Having been away for so long it was only natural that they were curious about friendships and relationships, not just here but back home too. We got to a point where my mom was sharing some past experiences with long distance.

Iced mocha in hand, my mother looked me dead in the eye and said “I wish I had intentionally maintained friendships with people whose character I really admired and valued rather passively being friends with whoever I was around in the moment.”

Wow she hit me hard with that line.

Throughout my life I’ve been known for taking forever to text back and rarely the one to reach out. For the last several years it’s even been my New Year’s resolution to work on eliminating this bad habit. But unfortunately, as most New Year’s resolutions do, it wasn’t given effort and died after a week or two. I accepted this habit as some sort of quirky personality trait. And I attatched that label to myself because it was easier than recognizing that I wasn’t prioritizing my friendships to a level that corresponded with how much I claimed to care about them.

I look back on the loneliest times in my life and I have to ask myself “was I really alone or did I allow self pity following rejection to cloud my vision against seeing people who really cared about me?” Self pity can manifest in anger making it harder to identify. Admitting that I held this victim mindset, even to myself, requires a level of humility that everything in my flesh wants to fight. But that’s #growth.

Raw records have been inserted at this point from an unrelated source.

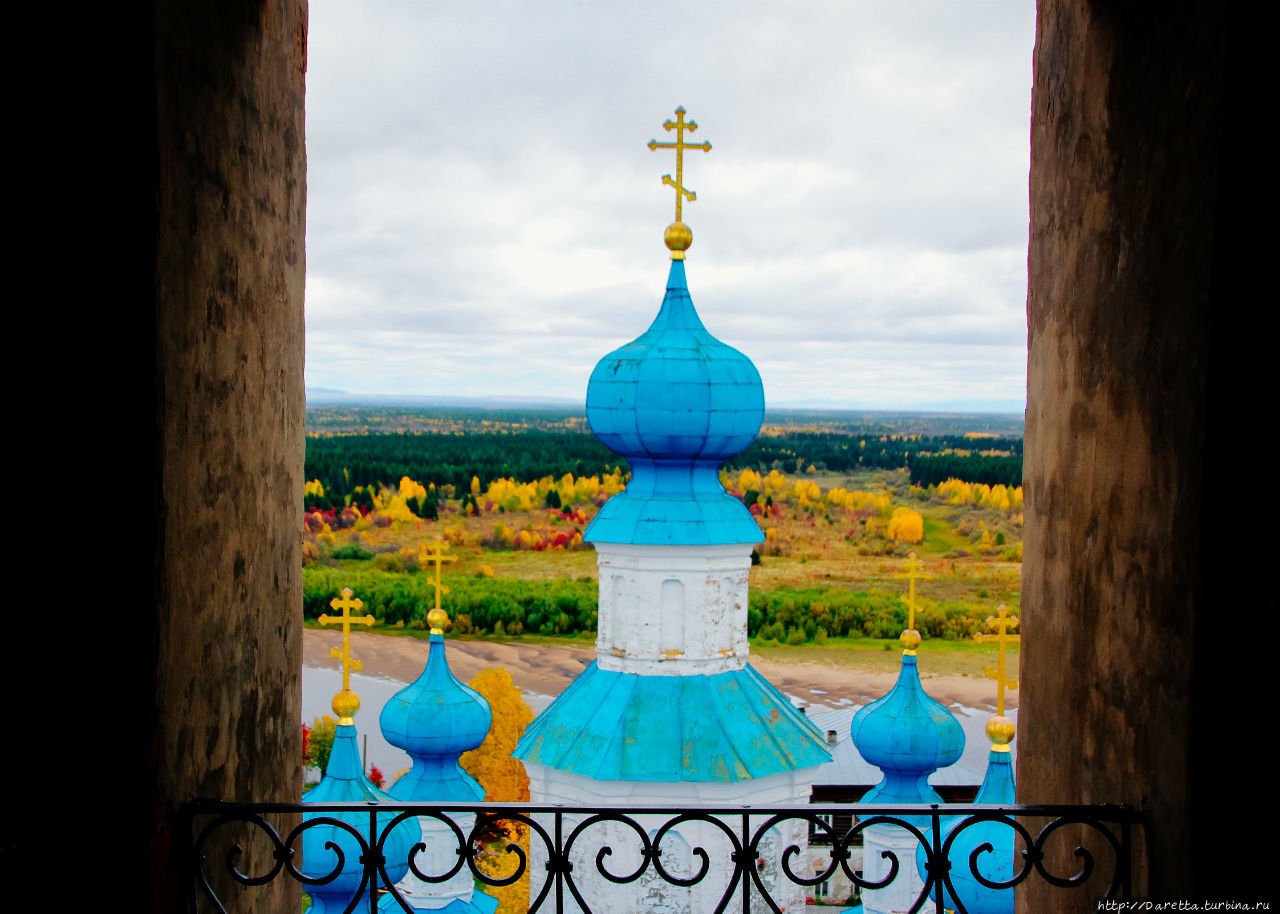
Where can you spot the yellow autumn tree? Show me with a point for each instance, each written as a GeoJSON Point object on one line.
{"type": "Point", "coordinates": [906, 526]}
{"type": "Point", "coordinates": [503, 780]}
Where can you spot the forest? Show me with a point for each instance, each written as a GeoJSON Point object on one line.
{"type": "Point", "coordinates": [347, 448]}
{"type": "Point", "coordinates": [840, 506]}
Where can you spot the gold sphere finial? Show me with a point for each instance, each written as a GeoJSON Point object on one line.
{"type": "Point", "coordinates": [438, 618]}
{"type": "Point", "coordinates": [1000, 731]}
{"type": "Point", "coordinates": [344, 705]}
{"type": "Point", "coordinates": [679, 237]}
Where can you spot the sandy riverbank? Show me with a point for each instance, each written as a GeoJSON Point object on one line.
{"type": "Point", "coordinates": [549, 668]}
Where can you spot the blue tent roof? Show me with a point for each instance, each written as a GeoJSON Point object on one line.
{"type": "Point", "coordinates": [676, 402]}
{"type": "Point", "coordinates": [727, 727]}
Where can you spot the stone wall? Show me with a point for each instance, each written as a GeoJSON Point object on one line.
{"type": "Point", "coordinates": [229, 263]}
{"type": "Point", "coordinates": [1125, 237]}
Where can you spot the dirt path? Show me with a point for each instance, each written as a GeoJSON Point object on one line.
{"type": "Point", "coordinates": [549, 668]}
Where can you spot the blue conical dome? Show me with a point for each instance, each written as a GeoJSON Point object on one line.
{"type": "Point", "coordinates": [344, 781]}
{"type": "Point", "coordinates": [435, 718]}
{"type": "Point", "coordinates": [906, 735]}
{"type": "Point", "coordinates": [676, 402]}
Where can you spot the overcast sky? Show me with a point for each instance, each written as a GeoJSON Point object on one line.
{"type": "Point", "coordinates": [484, 215]}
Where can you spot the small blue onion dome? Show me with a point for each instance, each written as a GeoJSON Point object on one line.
{"type": "Point", "coordinates": [995, 864]}
{"type": "Point", "coordinates": [906, 735]}
{"type": "Point", "coordinates": [344, 781]}
{"type": "Point", "coordinates": [435, 718]}
{"type": "Point", "coordinates": [676, 402]}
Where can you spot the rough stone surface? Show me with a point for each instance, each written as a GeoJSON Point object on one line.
{"type": "Point", "coordinates": [1124, 158]}
{"type": "Point", "coordinates": [229, 260]}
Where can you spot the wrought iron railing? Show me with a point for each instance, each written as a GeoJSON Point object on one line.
{"type": "Point", "coordinates": [567, 844]}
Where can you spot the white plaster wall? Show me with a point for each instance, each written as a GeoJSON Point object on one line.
{"type": "Point", "coordinates": [900, 894]}
{"type": "Point", "coordinates": [649, 892]}
{"type": "Point", "coordinates": [672, 609]}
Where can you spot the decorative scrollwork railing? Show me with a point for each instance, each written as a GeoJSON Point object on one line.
{"type": "Point", "coordinates": [745, 858]}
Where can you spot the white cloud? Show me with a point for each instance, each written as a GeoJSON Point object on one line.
{"type": "Point", "coordinates": [484, 216]}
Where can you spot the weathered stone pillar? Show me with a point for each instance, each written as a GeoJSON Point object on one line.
{"type": "Point", "coordinates": [229, 260]}
{"type": "Point", "coordinates": [1128, 694]}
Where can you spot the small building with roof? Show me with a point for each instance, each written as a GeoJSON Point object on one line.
{"type": "Point", "coordinates": [671, 712]}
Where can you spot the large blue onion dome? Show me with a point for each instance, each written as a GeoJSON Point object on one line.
{"type": "Point", "coordinates": [997, 863]}
{"type": "Point", "coordinates": [908, 736]}
{"type": "Point", "coordinates": [343, 782]}
{"type": "Point", "coordinates": [435, 718]}
{"type": "Point", "coordinates": [676, 402]}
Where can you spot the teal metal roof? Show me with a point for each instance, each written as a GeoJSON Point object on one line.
{"type": "Point", "coordinates": [727, 727]}
{"type": "Point", "coordinates": [676, 402]}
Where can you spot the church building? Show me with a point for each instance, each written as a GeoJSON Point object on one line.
{"type": "Point", "coordinates": [671, 712]}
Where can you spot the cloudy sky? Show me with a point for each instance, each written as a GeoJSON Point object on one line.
{"type": "Point", "coordinates": [484, 215]}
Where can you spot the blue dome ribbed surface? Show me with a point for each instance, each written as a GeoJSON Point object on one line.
{"type": "Point", "coordinates": [676, 402]}
{"type": "Point", "coordinates": [344, 781]}
{"type": "Point", "coordinates": [435, 718]}
{"type": "Point", "coordinates": [996, 864]}
{"type": "Point", "coordinates": [908, 736]}
{"type": "Point", "coordinates": [613, 726]}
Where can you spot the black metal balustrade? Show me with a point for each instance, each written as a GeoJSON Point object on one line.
{"type": "Point", "coordinates": [219, 830]}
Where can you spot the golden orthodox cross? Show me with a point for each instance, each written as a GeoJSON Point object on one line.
{"type": "Point", "coordinates": [1002, 624]}
{"type": "Point", "coordinates": [347, 620]}
{"type": "Point", "coordinates": [435, 556]}
{"type": "Point", "coordinates": [914, 566]}
{"type": "Point", "coordinates": [680, 146]}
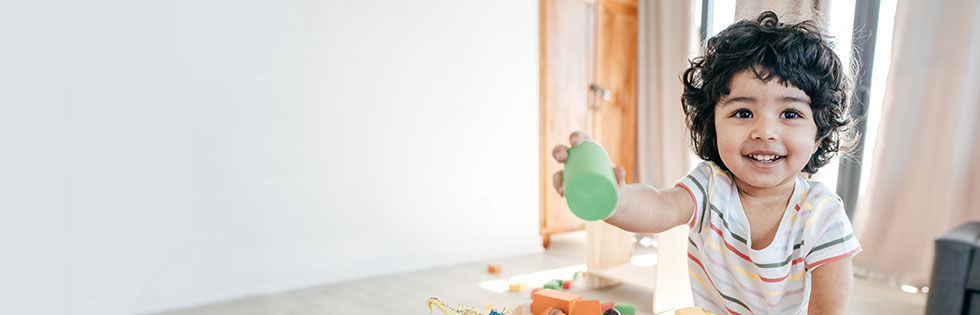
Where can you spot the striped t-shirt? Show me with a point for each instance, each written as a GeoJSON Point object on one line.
{"type": "Point", "coordinates": [729, 277]}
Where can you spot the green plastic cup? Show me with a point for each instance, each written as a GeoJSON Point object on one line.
{"type": "Point", "coordinates": [590, 184]}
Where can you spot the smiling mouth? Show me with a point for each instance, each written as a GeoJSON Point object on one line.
{"type": "Point", "coordinates": [765, 158]}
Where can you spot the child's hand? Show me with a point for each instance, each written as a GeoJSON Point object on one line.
{"type": "Point", "coordinates": [560, 153]}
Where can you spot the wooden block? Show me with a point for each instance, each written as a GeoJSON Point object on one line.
{"type": "Point", "coordinates": [493, 268]}
{"type": "Point", "coordinates": [625, 308]}
{"type": "Point", "coordinates": [692, 311]}
{"type": "Point", "coordinates": [553, 284]}
{"type": "Point", "coordinates": [517, 286]}
{"type": "Point", "coordinates": [606, 306]}
{"type": "Point", "coordinates": [585, 307]}
{"type": "Point", "coordinates": [546, 299]}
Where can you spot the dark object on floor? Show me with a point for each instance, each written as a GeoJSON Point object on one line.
{"type": "Point", "coordinates": [955, 284]}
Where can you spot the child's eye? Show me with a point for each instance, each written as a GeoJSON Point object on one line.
{"type": "Point", "coordinates": [792, 114]}
{"type": "Point", "coordinates": [742, 113]}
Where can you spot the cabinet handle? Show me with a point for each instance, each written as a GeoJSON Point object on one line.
{"type": "Point", "coordinates": [602, 92]}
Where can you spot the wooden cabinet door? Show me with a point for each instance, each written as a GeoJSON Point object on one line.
{"type": "Point", "coordinates": [588, 82]}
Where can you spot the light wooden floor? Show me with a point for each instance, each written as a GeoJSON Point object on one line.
{"type": "Point", "coordinates": [470, 284]}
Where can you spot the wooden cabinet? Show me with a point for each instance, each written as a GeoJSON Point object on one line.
{"type": "Point", "coordinates": [588, 82]}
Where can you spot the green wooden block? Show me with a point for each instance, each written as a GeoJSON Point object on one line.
{"type": "Point", "coordinates": [625, 308]}
{"type": "Point", "coordinates": [553, 284]}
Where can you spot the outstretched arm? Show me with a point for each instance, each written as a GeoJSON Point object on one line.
{"type": "Point", "coordinates": [642, 208]}
{"type": "Point", "coordinates": [831, 288]}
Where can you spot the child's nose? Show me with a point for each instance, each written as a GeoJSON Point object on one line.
{"type": "Point", "coordinates": [765, 129]}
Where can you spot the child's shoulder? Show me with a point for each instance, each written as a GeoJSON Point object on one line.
{"type": "Point", "coordinates": [817, 190]}
{"type": "Point", "coordinates": [819, 200]}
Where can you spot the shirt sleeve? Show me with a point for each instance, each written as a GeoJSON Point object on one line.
{"type": "Point", "coordinates": [829, 233]}
{"type": "Point", "coordinates": [696, 184]}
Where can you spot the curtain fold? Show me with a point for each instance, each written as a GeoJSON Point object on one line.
{"type": "Point", "coordinates": [788, 11]}
{"type": "Point", "coordinates": [925, 176]}
{"type": "Point", "coordinates": [666, 39]}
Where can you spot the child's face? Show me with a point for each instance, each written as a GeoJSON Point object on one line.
{"type": "Point", "coordinates": [766, 133]}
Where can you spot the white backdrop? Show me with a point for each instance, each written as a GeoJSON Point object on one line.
{"type": "Point", "coordinates": [163, 154]}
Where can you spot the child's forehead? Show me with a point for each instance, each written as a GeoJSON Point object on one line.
{"type": "Point", "coordinates": [749, 83]}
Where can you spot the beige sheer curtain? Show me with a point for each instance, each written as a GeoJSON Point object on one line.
{"type": "Point", "coordinates": [925, 176]}
{"type": "Point", "coordinates": [787, 11]}
{"type": "Point", "coordinates": [666, 39]}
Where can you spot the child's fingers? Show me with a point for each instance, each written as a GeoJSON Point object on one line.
{"type": "Point", "coordinates": [577, 137]}
{"type": "Point", "coordinates": [557, 181]}
{"type": "Point", "coordinates": [620, 175]}
{"type": "Point", "coordinates": [560, 153]}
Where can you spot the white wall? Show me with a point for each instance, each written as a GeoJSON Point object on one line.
{"type": "Point", "coordinates": [163, 154]}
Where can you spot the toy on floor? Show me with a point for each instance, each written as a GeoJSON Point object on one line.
{"type": "Point", "coordinates": [493, 268]}
{"type": "Point", "coordinates": [692, 311]}
{"type": "Point", "coordinates": [472, 310]}
{"type": "Point", "coordinates": [546, 301]}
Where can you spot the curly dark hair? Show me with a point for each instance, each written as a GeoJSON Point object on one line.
{"type": "Point", "coordinates": [799, 54]}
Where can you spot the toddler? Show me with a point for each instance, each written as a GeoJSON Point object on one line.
{"type": "Point", "coordinates": [765, 104]}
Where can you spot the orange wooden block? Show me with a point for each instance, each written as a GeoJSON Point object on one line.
{"type": "Point", "coordinates": [493, 268]}
{"type": "Point", "coordinates": [607, 305]}
{"type": "Point", "coordinates": [546, 299]}
{"type": "Point", "coordinates": [585, 307]}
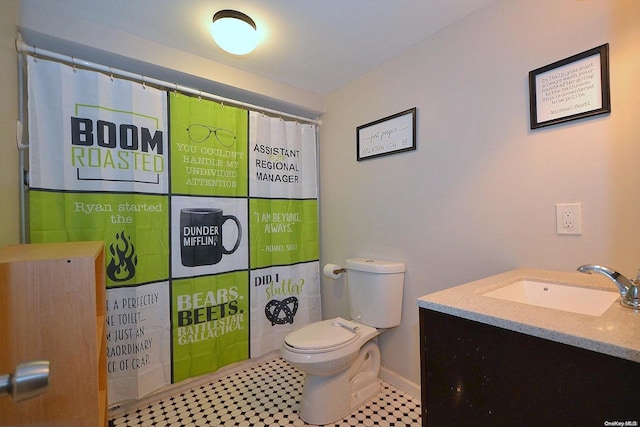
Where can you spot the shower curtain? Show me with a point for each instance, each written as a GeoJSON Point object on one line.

Let’s take a look at the love of God. God is love. He is a perfect representation of every type of love. He loves the church the way a husband should love his bride. It says that we are Gods children meaning that he loves us the way a father should love his kids. But I want to focus on the fact that in John 15:13-14 Jesus calls us his friends. Because his love is perfect we can look to him as the example of how to treat people. And one thing I’ve noticed is that he never leaves us. He is never too busy for us. He is always listening and he will lead us when we ask. He isn’t there because he’s obligated to be. He is a God who pursues. He is a faithful God.

If our goal is to look like Jesus and be a reflection of the father then we need to act more like this.